In the spring of 1892, Alfred Truman began to harvest timber in the Bendigo Hollow area. Soon a sawmill and other accessory structures were constructed along with a small community of about a dozen buildings to house the approximately 100 workers and their families. The Jones Township School Board also constructed a one-room school house to serve about 35 to 40 children. Mr. Truman gave the name of “Bendigo” to the town at the suggestion of the immigrant railroad workers. Bendigo was the nickname of Irish tavern owner and prizefighter William Thompson (1811-1880) who fled to America after killing a man in an illegal professional boxing fight.

The Truman sawmill operation lasted a period of about five years, cutting over five-million board feet of lumber. When the timber was cut, the sawmill and it’s operations were dismantled and relocated elsewhere. Once the area was cleared of the structures, the former village was completely abandoned and was quickly reclaimed by nature.

The citizens of Johnsonburg had been exploring the idea of creating a community park to provide a suitable swimming and recreation area for the youth. The waterways near the town were too polluted by the local paper mill to provide a suitable site, so the area of Truman’s former sawmill was considered.

After some negotiations, the owners of the land, the Kaul & Hall Lumber Company from St. Marys, donated 100-acres of land to Elk County for use of a free picnic and swimming grounds for all the people of Elk County to enjoy.

In the early 1930’s, the Elk County Commissioners received approval from the Federal Government, under the Works Progress Administration, to build access roads, a stone breastworks dam (was later removed in 2014) that would create a swimming area, parking areas, fireplaces, and to include picnic tables and benches. Construction began in the spring of 1936. The costs of construction soon surpassed the monies budgeted to the project and the park was never fully completed. However, the new park still offered a great place to enjoy a summer day and local residents flocked to the new recreational area to enjoy the summer holidays and weekends.

Then, in the summer 1942, heavy rains caused a severe flash flood which ruined much of the park area. However, people still continued to visit and enjoy the area, even in it’s eroded condition.

The Bendigo area prior to the takeover by the Pa. Dept of Forest & Waters in 1952. The shed at the left-center was part of the old County park.

The County then arranged a meeting with the state Dept. of Forests and Waters (now DCNR) to accept the park into the Commonwealth’s expanding state park system. The County Commissioners later transferred the lands to the Commonwealth. In the spring of 1953 construction began of the now “Bendigo State Park”.

The opening of the new park was held on July 4, 1955. Formal dedication of the park was held August 15, 1959. Hundreds of people from all parts of Elk County attended the event.

The State later abandoned the original beach and swimming area and diving platform which was considered too dangerous being along the river. A new concrete swimming pool was then erected in front of the bathhouse.

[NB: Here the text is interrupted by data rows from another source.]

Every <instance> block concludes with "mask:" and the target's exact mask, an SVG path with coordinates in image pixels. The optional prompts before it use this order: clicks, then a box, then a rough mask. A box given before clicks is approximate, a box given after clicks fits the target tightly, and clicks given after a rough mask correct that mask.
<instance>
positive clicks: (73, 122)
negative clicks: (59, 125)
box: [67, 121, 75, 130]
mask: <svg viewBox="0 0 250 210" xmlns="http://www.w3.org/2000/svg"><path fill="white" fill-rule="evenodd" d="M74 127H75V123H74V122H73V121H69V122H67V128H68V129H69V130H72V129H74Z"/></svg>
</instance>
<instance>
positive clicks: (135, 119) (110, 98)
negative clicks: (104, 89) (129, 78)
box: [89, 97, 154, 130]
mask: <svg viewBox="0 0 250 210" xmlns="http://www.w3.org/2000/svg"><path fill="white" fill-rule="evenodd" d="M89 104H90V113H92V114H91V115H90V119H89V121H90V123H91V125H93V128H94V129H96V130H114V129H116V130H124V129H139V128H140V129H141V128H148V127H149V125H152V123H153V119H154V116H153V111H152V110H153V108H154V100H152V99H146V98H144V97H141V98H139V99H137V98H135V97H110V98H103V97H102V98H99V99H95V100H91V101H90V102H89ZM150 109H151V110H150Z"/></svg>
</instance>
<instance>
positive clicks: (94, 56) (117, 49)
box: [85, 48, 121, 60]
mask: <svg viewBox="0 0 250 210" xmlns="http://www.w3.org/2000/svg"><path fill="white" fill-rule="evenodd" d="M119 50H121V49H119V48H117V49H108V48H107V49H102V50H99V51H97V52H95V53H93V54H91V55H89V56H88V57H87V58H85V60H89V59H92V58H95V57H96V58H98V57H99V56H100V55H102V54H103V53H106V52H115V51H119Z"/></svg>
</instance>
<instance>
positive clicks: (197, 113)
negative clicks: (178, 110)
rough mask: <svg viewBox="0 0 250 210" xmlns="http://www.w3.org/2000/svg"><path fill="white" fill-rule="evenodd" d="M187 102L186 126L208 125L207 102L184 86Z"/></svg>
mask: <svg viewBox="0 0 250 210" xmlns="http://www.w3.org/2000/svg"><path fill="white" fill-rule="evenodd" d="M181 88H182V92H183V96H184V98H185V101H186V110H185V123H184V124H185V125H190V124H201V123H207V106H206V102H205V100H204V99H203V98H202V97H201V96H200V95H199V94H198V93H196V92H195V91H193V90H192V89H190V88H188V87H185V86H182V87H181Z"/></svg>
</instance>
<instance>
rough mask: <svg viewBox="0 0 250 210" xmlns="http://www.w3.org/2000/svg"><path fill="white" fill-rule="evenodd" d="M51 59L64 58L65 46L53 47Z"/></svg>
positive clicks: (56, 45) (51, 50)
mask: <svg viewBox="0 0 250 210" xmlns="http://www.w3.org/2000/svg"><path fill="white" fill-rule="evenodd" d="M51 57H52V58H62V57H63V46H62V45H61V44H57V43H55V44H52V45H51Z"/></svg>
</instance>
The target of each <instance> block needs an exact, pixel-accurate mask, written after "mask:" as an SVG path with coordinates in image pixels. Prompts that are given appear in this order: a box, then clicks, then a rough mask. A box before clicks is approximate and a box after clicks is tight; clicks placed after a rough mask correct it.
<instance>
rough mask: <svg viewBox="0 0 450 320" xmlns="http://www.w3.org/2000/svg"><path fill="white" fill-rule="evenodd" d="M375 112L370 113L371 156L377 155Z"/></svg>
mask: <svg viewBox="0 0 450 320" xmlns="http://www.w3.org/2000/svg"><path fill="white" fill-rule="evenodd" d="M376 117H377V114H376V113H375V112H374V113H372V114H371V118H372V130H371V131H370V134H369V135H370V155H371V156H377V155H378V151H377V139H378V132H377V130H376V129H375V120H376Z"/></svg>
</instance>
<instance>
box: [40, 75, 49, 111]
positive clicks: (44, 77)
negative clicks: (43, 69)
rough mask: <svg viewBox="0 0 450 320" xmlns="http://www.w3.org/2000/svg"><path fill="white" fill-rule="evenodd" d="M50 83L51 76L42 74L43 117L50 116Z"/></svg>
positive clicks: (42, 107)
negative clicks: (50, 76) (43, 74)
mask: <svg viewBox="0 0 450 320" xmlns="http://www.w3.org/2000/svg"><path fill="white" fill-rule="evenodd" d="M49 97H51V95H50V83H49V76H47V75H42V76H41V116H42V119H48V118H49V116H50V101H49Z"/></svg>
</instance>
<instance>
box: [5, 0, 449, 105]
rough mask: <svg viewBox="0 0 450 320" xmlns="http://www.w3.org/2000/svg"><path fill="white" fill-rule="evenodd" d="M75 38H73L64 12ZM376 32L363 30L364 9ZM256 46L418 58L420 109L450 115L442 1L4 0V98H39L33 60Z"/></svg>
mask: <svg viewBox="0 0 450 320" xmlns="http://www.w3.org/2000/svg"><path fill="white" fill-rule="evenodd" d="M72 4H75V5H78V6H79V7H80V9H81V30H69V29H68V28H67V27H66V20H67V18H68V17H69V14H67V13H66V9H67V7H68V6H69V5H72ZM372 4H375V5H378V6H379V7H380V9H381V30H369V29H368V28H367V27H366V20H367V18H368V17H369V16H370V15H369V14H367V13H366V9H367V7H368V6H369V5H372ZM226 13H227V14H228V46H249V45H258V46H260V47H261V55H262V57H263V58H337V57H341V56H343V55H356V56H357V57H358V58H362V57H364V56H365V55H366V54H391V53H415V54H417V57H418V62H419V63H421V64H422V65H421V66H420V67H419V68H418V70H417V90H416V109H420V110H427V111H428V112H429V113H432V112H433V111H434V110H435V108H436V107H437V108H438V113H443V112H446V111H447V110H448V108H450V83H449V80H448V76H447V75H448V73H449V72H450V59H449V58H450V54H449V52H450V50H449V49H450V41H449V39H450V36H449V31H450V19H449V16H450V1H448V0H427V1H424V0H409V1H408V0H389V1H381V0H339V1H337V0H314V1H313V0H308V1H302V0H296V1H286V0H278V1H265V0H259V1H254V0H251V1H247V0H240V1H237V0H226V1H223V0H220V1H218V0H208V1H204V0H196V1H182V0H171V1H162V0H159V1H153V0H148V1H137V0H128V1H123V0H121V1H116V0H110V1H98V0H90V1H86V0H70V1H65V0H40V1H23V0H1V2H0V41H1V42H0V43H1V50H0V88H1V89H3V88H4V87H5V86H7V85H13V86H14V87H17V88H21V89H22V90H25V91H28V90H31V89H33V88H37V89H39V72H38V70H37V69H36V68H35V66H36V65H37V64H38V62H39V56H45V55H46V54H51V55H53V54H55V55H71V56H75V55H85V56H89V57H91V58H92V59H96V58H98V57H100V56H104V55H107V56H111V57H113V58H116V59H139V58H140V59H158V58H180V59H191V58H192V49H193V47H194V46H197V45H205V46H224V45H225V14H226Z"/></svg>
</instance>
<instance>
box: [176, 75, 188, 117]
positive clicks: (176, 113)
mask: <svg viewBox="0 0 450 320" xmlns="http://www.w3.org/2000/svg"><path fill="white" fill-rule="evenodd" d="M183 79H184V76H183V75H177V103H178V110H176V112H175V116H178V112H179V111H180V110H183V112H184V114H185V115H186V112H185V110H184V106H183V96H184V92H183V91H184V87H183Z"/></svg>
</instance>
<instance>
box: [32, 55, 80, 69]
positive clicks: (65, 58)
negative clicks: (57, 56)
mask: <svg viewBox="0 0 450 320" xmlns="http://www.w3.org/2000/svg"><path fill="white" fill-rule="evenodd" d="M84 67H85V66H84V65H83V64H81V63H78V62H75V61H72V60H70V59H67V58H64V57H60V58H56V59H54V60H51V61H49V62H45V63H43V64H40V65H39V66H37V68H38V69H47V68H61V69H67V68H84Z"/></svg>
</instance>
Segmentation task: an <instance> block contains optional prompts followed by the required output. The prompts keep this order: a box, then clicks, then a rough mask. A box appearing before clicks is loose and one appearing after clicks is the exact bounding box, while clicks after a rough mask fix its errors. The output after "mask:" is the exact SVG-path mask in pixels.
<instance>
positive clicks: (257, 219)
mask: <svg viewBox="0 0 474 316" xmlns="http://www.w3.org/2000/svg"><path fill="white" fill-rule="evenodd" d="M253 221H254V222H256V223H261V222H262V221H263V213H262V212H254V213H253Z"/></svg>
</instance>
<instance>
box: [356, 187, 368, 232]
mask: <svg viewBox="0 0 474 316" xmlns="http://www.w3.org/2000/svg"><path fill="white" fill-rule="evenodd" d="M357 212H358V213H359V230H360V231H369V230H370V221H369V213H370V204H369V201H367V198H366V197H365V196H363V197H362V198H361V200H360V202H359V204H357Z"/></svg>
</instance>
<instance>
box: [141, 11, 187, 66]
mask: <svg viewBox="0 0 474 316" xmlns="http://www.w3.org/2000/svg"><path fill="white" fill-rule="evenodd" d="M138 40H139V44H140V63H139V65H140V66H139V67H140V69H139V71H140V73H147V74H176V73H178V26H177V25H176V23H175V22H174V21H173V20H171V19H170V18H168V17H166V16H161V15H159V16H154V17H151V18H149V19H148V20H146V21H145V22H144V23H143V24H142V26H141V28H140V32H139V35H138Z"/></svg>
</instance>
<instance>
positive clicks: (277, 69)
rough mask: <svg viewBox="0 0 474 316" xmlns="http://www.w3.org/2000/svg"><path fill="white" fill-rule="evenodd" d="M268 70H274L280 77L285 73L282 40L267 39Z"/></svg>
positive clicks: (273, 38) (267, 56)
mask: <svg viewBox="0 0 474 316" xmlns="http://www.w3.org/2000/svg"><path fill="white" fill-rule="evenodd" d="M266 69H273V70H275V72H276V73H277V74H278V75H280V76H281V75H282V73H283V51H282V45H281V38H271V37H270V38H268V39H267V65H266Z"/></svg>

In 2002, the state again made many improvement to Bendigo State Park. The addition of new restroom facilities, showers and flush toilets were installed in the bathhouse. A new sewage disposal system was installed and the parking areas were re-paved.

Shown below are pictures of some of the construction of Bendigo State Park in 1952-53.

Above, the parks Concession Building August 26, 1953
Above, the parks Concession Building August 26, 1953
Shown above is the view from atop the dam looking upstream showing the diving platform.
The original sand beach area at Bendigo State Park taken from the diving platform. September 23, 1953 This sand beach area no longer exists.
The Bendigo Dam Construction
The dam was originally constructed as a swimming area.

The dam was located in Bendigo State Park across the East Branch Clarion River – an approved trout water which is stocked by PA Fish and Boat Commission. This approximately 200-foot long cut-stone and concrete dam not only interrupted the natural flow dynamics of the stream but had also begun to deteriorate sufficiently to create safety concerns. In 2018, following drawdown, sediment was removed from the eastern bank to reduce the mobilization and downstream transport of sediments as part of a sediment management plan. The dam no longer exists.